The announcement coincided with the listing of four new Vedanta companies on the Bombay Stock Exchange and National Stock Exchange [3]. Agarwal said the group has already raised $35 billion from global funds [1].
There are varying reports regarding the specific financial targets for the separated units. While some sources indicate the $100 billion goal refers to enterprise value [1], others state that each business can hit the $100 billion revenue mark [2].
Agarwal said the companies are ambassadors of India [3]. The move to list these entities on Indian exchanges is part of a broader effort to build significant scale within the domestic market while maintaining international ambitions.
The chairman said the businesses can operate independently to maximize their specific sector strengths, including aluminum and steel, after the restructuring process [1].
“"Each of our five companies can achieve an enterprise value of $100 billion."”

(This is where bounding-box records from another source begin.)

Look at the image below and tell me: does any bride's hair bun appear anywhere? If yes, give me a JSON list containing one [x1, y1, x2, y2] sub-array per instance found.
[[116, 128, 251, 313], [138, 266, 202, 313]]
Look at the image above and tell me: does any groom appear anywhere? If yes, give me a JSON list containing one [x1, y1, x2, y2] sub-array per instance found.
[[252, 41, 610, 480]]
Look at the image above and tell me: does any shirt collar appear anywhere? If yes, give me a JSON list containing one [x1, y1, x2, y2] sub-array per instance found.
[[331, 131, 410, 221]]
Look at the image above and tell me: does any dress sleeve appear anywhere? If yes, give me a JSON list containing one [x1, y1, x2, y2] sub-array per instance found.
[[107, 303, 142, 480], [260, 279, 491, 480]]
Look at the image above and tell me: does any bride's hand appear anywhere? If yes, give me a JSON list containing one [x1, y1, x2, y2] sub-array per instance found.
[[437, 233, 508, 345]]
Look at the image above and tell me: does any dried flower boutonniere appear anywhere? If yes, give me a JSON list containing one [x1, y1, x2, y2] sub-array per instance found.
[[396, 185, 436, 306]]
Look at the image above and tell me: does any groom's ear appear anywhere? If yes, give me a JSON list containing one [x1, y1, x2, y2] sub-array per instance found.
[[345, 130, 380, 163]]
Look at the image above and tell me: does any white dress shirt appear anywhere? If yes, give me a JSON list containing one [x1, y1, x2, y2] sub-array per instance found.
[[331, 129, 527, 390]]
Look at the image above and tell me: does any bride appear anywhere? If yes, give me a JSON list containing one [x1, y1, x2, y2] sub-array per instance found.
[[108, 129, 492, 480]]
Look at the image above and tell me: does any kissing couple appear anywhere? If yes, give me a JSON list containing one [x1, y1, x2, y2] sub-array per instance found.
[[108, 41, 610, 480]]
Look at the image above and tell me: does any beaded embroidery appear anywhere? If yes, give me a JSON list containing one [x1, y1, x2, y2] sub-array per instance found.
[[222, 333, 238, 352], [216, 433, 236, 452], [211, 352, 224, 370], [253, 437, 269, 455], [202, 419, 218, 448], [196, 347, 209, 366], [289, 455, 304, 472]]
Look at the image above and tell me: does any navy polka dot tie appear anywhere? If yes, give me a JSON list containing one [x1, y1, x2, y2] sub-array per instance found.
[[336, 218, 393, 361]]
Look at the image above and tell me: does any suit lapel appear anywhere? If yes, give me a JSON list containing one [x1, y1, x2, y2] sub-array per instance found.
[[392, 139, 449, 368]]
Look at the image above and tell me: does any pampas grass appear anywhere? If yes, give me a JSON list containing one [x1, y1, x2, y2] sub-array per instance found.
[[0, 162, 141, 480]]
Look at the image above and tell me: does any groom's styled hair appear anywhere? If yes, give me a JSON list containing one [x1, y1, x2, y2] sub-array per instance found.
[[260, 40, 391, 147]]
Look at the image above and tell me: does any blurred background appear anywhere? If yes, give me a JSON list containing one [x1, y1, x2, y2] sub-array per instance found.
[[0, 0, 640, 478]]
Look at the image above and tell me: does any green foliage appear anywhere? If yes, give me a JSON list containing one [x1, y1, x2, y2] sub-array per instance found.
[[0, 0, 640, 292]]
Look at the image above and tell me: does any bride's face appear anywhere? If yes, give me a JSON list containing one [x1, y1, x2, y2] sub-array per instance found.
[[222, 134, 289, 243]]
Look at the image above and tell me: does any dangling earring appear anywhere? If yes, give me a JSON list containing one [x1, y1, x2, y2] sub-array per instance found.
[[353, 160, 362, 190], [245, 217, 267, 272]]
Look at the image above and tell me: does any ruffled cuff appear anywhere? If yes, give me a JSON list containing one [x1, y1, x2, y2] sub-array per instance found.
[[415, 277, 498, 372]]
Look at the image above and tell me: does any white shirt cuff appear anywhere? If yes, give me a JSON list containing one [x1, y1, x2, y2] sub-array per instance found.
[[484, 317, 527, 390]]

The demerger of Vedanta into smaller, focused entities is a tactical move to eliminate the 'conglomerate discount,' where the market undervalues a company because its diverse business lines obscure the true value of individual assets. By listing separate units, Agarwal is attempting to create transparency and allow investors to bet on specific commodities, potentially driving the group's total valuation significantly higher through specialized growth.